Los sectores de la población de ingresos medios y bajos han sido golpeados por el COVID-19 de doble manera: por estar en condiciones más proclives al contagio de la enfermad y también por el cierre físico de centros que brindan servicio social, lo que afecta al desarrollo de los niños.

El segundo reportaje recopilaba varias situaciones de descuido, maltrato y agresión, incluso sexual, contra menores dentro del hogar en el cantón El Triunfo. Se trata de hechos que tuvieron atención mediática. Por fuera quedan los casos que no se denuncian o no trascienden.
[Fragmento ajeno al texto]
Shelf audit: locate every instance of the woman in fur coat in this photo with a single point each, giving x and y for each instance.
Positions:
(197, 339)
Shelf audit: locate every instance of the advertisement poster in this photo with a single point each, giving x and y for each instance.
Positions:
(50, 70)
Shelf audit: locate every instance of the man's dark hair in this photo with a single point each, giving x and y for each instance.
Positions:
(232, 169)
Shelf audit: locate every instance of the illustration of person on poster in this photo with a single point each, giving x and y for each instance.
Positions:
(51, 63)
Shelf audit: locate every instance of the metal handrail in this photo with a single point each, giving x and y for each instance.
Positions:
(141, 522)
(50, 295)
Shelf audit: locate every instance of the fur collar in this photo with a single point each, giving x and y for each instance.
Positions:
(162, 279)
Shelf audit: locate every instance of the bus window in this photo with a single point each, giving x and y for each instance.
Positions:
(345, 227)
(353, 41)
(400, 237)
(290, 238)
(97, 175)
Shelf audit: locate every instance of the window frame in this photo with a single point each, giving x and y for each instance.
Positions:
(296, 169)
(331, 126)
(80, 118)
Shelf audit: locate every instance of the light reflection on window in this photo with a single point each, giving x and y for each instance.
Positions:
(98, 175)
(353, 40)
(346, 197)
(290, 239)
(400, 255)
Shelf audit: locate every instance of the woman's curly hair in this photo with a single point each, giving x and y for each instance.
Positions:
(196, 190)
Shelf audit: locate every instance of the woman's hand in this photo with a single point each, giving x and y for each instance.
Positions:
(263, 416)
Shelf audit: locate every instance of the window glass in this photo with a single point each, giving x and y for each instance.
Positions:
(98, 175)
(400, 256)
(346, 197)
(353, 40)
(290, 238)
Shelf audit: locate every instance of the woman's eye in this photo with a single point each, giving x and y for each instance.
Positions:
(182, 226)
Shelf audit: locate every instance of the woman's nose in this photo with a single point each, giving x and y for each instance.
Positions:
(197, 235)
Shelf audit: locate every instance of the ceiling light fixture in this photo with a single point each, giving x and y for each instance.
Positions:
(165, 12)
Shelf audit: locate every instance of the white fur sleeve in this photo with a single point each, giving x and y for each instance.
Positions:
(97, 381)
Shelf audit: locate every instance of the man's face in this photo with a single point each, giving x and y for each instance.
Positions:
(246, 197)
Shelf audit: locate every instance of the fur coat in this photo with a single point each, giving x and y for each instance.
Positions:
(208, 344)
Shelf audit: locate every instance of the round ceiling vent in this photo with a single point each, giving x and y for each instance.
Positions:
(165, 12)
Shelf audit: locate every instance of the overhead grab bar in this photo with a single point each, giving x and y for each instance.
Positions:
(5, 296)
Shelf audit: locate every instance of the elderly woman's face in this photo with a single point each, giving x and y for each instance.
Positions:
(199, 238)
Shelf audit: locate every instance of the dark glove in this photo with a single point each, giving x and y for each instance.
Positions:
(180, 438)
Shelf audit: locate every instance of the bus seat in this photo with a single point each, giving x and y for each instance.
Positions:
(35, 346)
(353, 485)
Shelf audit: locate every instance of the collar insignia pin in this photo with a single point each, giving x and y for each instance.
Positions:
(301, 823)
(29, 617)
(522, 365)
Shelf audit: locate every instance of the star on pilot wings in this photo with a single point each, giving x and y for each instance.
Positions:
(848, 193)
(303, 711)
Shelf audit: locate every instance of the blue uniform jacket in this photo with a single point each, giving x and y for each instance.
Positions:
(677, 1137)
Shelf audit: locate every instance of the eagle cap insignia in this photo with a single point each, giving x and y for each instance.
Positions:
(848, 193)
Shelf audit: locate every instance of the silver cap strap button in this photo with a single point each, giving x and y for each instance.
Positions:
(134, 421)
La Organización Mundial de la Salud, en una publicación del 2003, señala: “El maltrato o la vejación de menores abarca todas las formas de malos tratos físicos y emocionales, abuso sexual, descuido o negligencia o explotación comercial o de otro tipo, que originen un daño real o potencial para la salud del niño, su supervivencia, desarrollo o dignidad en el contexto de una relación de responsabilidad, confianza o poder”.

Se da por sentado que, de manera natural, padre y madre se constituyen en protectores de sus hijos y son capaces de grandes esfuerzos para cuidarlos y ayudarlos a crecer en el mejor ambiente que les sea posible. Sin embargo, la cantidad de hechos denunciados da cuenta de adultos que los abusan y en determinados casos acaban con la vida del infante.

La manera en que las sociedades tratan de contener esa barbarie es con justicia eficiente, adecuada educación y asumiendo el tema como asunto de salud pública.

Hay que hacer más en esas direcciones, pues es muy difícil tratar de remediar lo que pudo evitarse con cuidados y protección oportunos. (O)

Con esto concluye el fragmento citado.